Overall Instructions.
- Use a font color other than black for your inputs and answers.
Question 1 (2 points)
In “Why Experiments”, we discussed cases in which data correlation does not imply causation. In fact, a specific data pattern (e.g. a correlation) can often be supported by multiple underlying stories. An important part of the data scientist or quant marketer’s job is to pin down which story can best describe all different patterns found in the data. As a manager, when your experience with data grows, the ability to guess what is driving the data pattern will become your second nature. You will automatically question the credibility of a causal claim when it is based on data correlation.
The following examples will train your mind to think about possible explanations of a given data pattern. In each case, a data pattern is shown, and one (causal) claim is provided. If you find the explanation provided is not the only explanation, describe one other possible explanation/story that could drive such data patterns. If you belief the claim is the only explanation for the data pattern, briefly discuss why you support it. You are encouraged to think a bit outside the box for the potential causes of the data pattern as far as they are sensible. The grading will be based on whether your explanation you give can produce the data pattern observed.
Optional background reading: “Correlation is not causation: why the confusion of these concepts has profound implications, from healthcare to business management.”
Data Pattern: (This is an example. No grade is assigned.) Conversion rates are higher for longer sales calls.
Claim: This means keeping a longer conversation with the customers is a good strategy to get them to buy, so the telemarketing salespeople should push for longer conversation time if possible.
Your explanation: Customers who are more interested in purchasing the products stay longer on the line. This is why customers who eventually purchased have a higher average call time than customers who did not purchase.
Data Pattern 1 (0.5 points): An automaker runs a display ads campaign for a new car model, and they summarize customer conversion rate into purchasing based on their reactions to the auto ads.
The data shows that consumers who did not click on any of the auto maker’s ads have a <1% conversion rate into purchasing the new model. Among consumers who have clicked on the dealer ads alone, the conversion rate is 3%; among consumers who have clicked on the carmaker ads alone, the conversion rate is 5%; and among consumers who have clicked on both dealer and car maker ads, the conversion rate is 14%.
Claim: The data pattern suggests that (claim 1) carmaker ads are more effective than dealer ads, and (claim 2) combining carmaker ads and dealer ads together is even more effective in persuading consumers.
Your explanation:
Data Pattern 2 (0.5 points): OperaXYZ usually holds its new music season ticket sales event in May. To prepare for the May sales event for OperaXYZ’s 50th anniversary, its marketing department has redesigned its ticket sales pages. In June, the marketing department looked at the numbers and found that the conversion rate from site visit to purchase actually dropped in May compared with the previous year.
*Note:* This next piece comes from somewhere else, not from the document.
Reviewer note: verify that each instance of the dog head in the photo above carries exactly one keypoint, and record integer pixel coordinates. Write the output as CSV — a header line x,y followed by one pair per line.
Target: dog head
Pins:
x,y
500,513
Claim: The marketing department concludes that the new design is a failure, and the new design has led to worse conversion rates.
Your explanation:
Data Pattern 3 (0.5 points): BestHome is a national retailer that sells electronic home products, and it has physical stores across the country. It is planning to launch shop-in-shops (SIS) with Apple for Apple home products. The SIS model dedicates space in BestHome shops for Apple and allows Apple to design the space similar to an Apple store. BestHome is hoping that the Apple SIS will not only increase Apple sales but also attract more Apple fans so they may end up buying other products in the store. BestHome has launched SIS in 50 stores where Apple products have the highest sales. After six months, BestHome compares sales data between stores with Apple SIS and those without. Data shows that 1) Apple products sales are higher in stores with Apple SIS than those without; 2) non-Apple product sales are higher in stores with Apple SIS than those without.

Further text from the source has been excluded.